**COSE222 Homwork #1 ... 2013210111 남세현**

**#1.2** The Eight great ideas in computer architecture are similar to ideas from other fields. Match the eight ideas from computer architecture, "Design for Moore's Law", "Use Abstraction to Simplify Design", "Make the Common Case Fast", "Performance via Parallelism", "Performance via Pipelining", "Performance via Prediction", "Hierarchy of Memories", and "Dependability via Redundancy" to the following ideas from other fields:

a. Assembly lines in automobile manufacturing

b. Suspension bridge cables

c. Aircraft and marine navigation systems that incorporate wind information

d. Express elevators in buildings

e. Library reserve desk

f. Increasing the gate area on a CMOS transistor to decrease its switching time

g. Adding electromagnetic aircraft catapults (which are electrically-powered as opposed to current steam-powered models), allowed by the increased power generation offered by the new reactor technology

h. Building self-driving cars whose control systems partically rely on existing sensor systems already installed into the base vehicle, such as lane departure systems and smart cruise control systems

**Answer** : a - Performance via Pipelining.

b - Performance via Pararellelism.

c - Performance via prediction.

d - Dependability via redundancy.

e - Hierarchy of Memories.

f - Make the Common Case Fast.

h - Use Abstraction to simplify Design.

**#1.6** Consider two different implementations of the same instruction set architecture.
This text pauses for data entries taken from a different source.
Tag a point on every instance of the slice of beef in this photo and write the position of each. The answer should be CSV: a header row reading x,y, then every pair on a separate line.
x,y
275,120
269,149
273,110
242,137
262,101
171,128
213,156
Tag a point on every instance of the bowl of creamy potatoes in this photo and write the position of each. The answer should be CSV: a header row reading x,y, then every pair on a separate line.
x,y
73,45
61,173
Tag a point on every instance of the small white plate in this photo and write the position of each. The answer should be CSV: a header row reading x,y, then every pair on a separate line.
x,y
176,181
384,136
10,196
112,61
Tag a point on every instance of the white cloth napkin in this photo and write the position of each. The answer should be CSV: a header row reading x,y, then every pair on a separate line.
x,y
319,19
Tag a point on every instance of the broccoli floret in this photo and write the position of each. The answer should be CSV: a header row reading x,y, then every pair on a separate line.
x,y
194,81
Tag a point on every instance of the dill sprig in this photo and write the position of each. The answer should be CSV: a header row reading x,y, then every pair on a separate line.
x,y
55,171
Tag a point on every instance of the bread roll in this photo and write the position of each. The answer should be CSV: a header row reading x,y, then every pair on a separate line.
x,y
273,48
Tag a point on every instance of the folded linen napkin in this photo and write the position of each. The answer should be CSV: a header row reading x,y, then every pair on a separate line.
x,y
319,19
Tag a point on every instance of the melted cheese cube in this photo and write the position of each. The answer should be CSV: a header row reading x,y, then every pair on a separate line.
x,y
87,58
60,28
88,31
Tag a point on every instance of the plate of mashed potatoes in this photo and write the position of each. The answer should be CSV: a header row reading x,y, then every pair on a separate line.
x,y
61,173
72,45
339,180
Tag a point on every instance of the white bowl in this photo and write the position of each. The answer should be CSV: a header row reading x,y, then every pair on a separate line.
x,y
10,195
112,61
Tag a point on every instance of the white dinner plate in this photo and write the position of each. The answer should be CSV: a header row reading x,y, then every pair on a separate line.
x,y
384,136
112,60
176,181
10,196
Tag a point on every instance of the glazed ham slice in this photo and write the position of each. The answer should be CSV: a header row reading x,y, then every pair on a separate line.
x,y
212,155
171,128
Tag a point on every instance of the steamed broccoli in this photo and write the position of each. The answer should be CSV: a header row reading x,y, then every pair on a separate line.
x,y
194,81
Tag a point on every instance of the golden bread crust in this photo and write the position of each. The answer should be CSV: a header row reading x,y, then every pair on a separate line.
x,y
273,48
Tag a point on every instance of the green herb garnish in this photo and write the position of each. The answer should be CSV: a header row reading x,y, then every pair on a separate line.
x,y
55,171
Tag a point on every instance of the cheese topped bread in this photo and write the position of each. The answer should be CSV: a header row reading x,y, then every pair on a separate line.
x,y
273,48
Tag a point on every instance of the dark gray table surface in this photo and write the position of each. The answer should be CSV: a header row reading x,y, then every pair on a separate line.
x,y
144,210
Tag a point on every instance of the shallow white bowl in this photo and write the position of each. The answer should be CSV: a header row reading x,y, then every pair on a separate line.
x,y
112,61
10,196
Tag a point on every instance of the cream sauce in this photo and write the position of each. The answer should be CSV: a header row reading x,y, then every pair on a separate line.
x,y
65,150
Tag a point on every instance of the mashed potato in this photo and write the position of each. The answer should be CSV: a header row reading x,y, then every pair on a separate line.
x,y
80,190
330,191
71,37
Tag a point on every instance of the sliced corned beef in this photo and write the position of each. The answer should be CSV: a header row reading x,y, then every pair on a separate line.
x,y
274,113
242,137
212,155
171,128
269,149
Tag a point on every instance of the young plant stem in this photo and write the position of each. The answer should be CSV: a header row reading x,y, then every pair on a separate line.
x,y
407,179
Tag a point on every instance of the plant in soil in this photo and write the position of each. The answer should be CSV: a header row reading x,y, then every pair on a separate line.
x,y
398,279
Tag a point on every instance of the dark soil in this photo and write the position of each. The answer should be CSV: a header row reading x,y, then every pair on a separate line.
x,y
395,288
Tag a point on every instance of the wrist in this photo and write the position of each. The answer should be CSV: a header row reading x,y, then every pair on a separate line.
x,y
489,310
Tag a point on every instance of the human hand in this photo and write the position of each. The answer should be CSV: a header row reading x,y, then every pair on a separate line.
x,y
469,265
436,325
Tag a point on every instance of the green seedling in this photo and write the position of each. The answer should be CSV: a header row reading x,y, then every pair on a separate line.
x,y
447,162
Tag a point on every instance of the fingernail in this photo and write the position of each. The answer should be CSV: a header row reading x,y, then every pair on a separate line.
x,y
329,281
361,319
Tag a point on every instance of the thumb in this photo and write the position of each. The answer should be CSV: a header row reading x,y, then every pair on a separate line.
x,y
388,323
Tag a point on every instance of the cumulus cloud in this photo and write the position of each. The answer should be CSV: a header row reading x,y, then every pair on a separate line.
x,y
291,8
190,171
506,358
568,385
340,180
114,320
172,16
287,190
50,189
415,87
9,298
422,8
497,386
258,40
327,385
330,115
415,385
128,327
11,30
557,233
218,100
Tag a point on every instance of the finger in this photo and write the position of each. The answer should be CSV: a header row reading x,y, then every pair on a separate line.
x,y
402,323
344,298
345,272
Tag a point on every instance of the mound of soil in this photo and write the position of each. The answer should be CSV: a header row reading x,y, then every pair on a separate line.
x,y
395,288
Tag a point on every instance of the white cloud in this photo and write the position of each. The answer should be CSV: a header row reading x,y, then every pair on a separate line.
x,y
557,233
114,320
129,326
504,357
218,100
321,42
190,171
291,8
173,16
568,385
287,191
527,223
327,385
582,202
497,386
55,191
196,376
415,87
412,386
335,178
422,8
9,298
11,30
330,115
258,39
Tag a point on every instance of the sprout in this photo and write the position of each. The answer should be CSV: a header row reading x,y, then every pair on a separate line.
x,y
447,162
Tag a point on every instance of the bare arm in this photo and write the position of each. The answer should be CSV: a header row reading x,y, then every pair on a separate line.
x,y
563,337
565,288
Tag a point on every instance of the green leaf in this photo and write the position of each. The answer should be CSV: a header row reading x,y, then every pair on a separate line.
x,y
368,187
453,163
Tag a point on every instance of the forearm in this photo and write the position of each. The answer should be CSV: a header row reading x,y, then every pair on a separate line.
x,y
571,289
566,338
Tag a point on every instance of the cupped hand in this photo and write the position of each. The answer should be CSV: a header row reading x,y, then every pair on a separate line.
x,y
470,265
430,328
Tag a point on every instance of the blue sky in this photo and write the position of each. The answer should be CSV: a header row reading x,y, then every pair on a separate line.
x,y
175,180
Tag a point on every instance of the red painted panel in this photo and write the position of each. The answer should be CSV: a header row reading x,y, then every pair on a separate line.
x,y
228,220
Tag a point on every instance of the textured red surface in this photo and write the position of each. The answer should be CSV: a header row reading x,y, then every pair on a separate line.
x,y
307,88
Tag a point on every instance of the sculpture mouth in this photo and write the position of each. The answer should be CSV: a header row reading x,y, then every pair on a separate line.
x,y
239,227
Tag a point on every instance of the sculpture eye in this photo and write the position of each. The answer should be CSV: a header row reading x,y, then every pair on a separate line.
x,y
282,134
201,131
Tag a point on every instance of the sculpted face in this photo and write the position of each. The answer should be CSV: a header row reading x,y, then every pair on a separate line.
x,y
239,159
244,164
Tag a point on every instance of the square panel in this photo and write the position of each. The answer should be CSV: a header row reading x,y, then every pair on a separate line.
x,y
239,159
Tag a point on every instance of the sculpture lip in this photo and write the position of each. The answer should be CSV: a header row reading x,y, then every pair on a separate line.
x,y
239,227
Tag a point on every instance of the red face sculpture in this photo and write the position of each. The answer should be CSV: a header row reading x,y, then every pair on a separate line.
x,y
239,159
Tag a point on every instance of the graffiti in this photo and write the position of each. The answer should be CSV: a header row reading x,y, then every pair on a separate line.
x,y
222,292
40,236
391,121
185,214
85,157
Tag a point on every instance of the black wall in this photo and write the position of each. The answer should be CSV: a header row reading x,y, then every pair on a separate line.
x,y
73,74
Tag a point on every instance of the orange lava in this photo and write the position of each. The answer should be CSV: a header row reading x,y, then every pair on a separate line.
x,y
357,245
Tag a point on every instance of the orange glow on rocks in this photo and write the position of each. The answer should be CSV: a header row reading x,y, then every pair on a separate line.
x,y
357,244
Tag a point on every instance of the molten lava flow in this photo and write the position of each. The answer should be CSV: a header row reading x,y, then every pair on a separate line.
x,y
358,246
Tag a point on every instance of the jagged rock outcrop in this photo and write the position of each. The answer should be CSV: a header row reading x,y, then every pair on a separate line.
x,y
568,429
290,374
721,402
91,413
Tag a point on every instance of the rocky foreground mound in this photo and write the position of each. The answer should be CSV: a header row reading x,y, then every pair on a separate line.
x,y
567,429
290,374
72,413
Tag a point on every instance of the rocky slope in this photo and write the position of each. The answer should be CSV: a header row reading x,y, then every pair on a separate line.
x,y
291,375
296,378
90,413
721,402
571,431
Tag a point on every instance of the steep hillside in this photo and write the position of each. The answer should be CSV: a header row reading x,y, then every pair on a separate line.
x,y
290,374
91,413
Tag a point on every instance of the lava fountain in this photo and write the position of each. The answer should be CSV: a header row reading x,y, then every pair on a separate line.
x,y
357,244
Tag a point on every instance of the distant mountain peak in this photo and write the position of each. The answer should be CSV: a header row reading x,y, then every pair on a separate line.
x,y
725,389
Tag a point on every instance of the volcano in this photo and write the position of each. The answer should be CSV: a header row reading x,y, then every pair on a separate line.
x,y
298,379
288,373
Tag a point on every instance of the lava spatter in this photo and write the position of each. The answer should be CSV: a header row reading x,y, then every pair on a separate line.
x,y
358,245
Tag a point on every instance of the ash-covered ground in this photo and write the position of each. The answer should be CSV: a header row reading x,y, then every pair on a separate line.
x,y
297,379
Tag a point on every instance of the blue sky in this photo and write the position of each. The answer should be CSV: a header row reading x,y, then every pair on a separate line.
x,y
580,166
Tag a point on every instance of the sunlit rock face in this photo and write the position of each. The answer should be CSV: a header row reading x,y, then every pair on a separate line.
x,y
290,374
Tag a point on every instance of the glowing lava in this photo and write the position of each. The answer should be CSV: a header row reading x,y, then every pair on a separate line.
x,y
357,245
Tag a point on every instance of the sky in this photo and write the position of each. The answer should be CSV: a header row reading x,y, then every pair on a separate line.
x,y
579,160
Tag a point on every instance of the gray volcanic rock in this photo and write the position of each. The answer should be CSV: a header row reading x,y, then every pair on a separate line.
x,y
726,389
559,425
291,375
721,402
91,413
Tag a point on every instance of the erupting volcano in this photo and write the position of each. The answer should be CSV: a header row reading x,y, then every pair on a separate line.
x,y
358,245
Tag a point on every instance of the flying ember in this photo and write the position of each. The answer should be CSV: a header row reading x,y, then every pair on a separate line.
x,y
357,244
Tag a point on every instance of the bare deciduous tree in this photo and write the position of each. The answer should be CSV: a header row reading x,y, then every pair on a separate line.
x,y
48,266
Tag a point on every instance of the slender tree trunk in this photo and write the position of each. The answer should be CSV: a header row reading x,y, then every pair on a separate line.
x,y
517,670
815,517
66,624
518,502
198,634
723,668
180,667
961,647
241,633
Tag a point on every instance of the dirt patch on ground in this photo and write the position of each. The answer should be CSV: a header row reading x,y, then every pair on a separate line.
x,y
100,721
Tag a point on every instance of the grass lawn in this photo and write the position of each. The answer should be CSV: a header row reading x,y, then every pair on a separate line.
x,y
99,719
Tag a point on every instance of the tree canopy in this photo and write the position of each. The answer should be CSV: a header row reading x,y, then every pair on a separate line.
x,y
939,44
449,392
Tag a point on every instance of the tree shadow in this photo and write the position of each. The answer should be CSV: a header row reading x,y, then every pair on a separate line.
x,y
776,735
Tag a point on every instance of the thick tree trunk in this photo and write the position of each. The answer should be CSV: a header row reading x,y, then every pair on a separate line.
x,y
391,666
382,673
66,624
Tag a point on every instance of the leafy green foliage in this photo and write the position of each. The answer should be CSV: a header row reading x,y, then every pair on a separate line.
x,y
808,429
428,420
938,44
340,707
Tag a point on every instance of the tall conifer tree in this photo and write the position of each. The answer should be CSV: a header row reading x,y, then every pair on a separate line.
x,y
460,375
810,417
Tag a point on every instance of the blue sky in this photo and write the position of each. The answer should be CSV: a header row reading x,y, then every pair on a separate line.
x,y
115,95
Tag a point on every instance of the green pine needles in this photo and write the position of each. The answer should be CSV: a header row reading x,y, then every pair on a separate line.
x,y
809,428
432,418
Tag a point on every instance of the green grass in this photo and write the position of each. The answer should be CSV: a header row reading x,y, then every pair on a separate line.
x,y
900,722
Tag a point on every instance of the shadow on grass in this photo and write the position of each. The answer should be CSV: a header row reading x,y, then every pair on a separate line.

The instructions can be divided into four classes accroding to their CPI ( calss A, B, C, and D). P1 with a clock rate of 2.5 GHz and CPIs of 1, 2, 3, and 3, and P2 witch a clock rate of 3 GHZ and CPIs of 2, 2, 2, and 2.

Given a program with a dynamic instruction count of 1.0E6 instructions divided into classes as follows: 10% class A, 20% class B, 50% class C, and 20% class D, which implementation is faster?

a. What is the global CPI for each implementation?

b. Find the clock cycles required in both cases.

**Answer** : a - P1's global CPI : (1 \* 10% + 2 \* 20% + 3 \* 50% + 3 \* 20%) = 0.1 + 0.4 + 1.5 + 0.6 = 2.6 , P2's global CPI : ... = 2.

b - P1 : 2.6 \* 1.0E6 = 2.6E6, P2 : ... = 2.0E6.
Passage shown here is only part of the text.